Rudaczyk Estate v Ukrainian Evangelical Baptist Assn. 1989 ( 34) ETR 231 involved a court application to interpret and construct a will with a memorandum executed the same time as the will and in accordance with the requirements for execution of the will. The memorandum was not referred to in the will, and it stated” It IS MY WISH that you set aside one quarter of the residue of my estate for the benefit of my niece in the Ukraine–and to use this sum for the purchase and mailing of food, clothing and other articles as my said niece, may request and you in your absolute discretion shall think fit”. the Court held that the use of words like “wish” or Desire are precatory and not legally binding, and did not reduce the gift to the residuary beneficiaries to three quarters of the residue.In Johnson v. Farney (1913), 29 O.L.R. 223,14 D.L.R. 134, an appeal from Chancellor
Boyd, Meredith CJ.O. counseled against making expression of a wish or request of a testator
mandatory so as to create a trust. He observed, at 135-136, D.L.R.:

What the Court has to do is to find out what, upon the true construction, was the meaning of the testator, rather than to lay hold of certain words which in other wills have been held to create a trust, although on the will before them it is satisfied that that was not the intention: and, in construing the will in question, in the language of Cotton, L.J., In re Adams and Kensington Vestry (1884), 27 Ch. D. 394,410, ‘what we have to look at is the whole of the will… and if the confidence is that the widow will do what is right as regards the disposal of the property,’ we ‘cannot say that that is, on the true construction of the will, a trust imposed upon her.’

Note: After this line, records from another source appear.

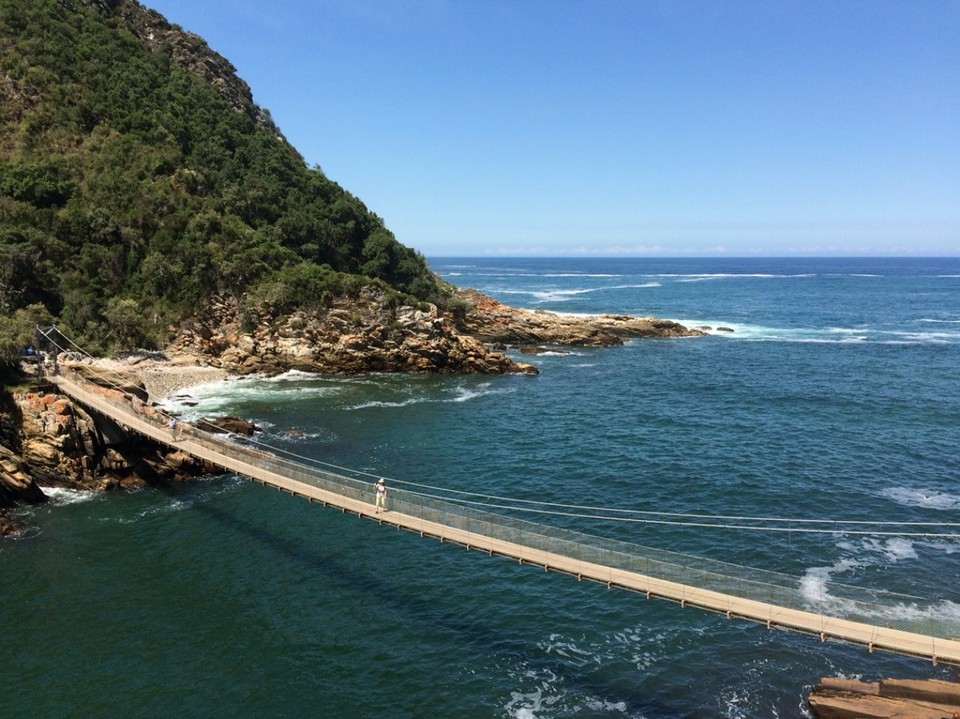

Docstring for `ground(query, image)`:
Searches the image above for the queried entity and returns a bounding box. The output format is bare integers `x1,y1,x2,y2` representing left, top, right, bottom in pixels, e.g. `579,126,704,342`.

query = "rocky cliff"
808,677,960,719
0,376,211,535
172,288,537,374
0,288,703,531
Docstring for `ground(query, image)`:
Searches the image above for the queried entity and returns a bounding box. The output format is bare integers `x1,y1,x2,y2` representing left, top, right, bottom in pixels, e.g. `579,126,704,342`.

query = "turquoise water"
0,259,960,719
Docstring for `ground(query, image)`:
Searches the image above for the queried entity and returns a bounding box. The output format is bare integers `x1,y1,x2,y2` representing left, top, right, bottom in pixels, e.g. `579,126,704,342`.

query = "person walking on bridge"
375,477,387,514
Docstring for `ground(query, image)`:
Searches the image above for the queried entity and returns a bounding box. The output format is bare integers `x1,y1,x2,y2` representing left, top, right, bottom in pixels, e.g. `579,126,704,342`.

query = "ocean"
0,258,960,719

The Court ought to be very careful not to make words mandatory which are a mere indication of a wish or a request. The whole will must be looked at, and the Court must come to a conclusion as best it can in construing, not one particular word, but the will as a whole, as to whether the alleged beneficiary is or is not a mere trustee or whether he takes beneficially with a mere super-added expression of a desire or a wish that he will do something in favour of a particular object, but without imposing any legal obligation:

per the Master of the Rolls in In re Atkinson, 80 L.J. Ch. 370, at p. 373.

Reference may also be made to the statement by Fletcher Moulton, L.J., in the same case (p. 374), of the principle on which the Courts act in determining whether or not a precatory trust is created, and to the statement of Buckley, L.J. (pp. 375-6), of the general principles to be applied in such cases.

The Court there held, as had Chancellor Boyd, that no trust had been created. See also, Keyes v. Grant, [1928] 3 D.L.R. 558 at 559,40 B.C.R. 19, [1928] 2 W.W.R. 295 per MacDonald C.J.A., 559 per Martin J.A., 560 per Galliher J.A. and 561 per MacDonald J.A. (B.C. C.A.).; and, Re Lasby; Can. Permanent Trust Co. v. Lasby, 42 Sask. R. 73 at 75, [1985] 6 W.W.R. 665 (Q.B.).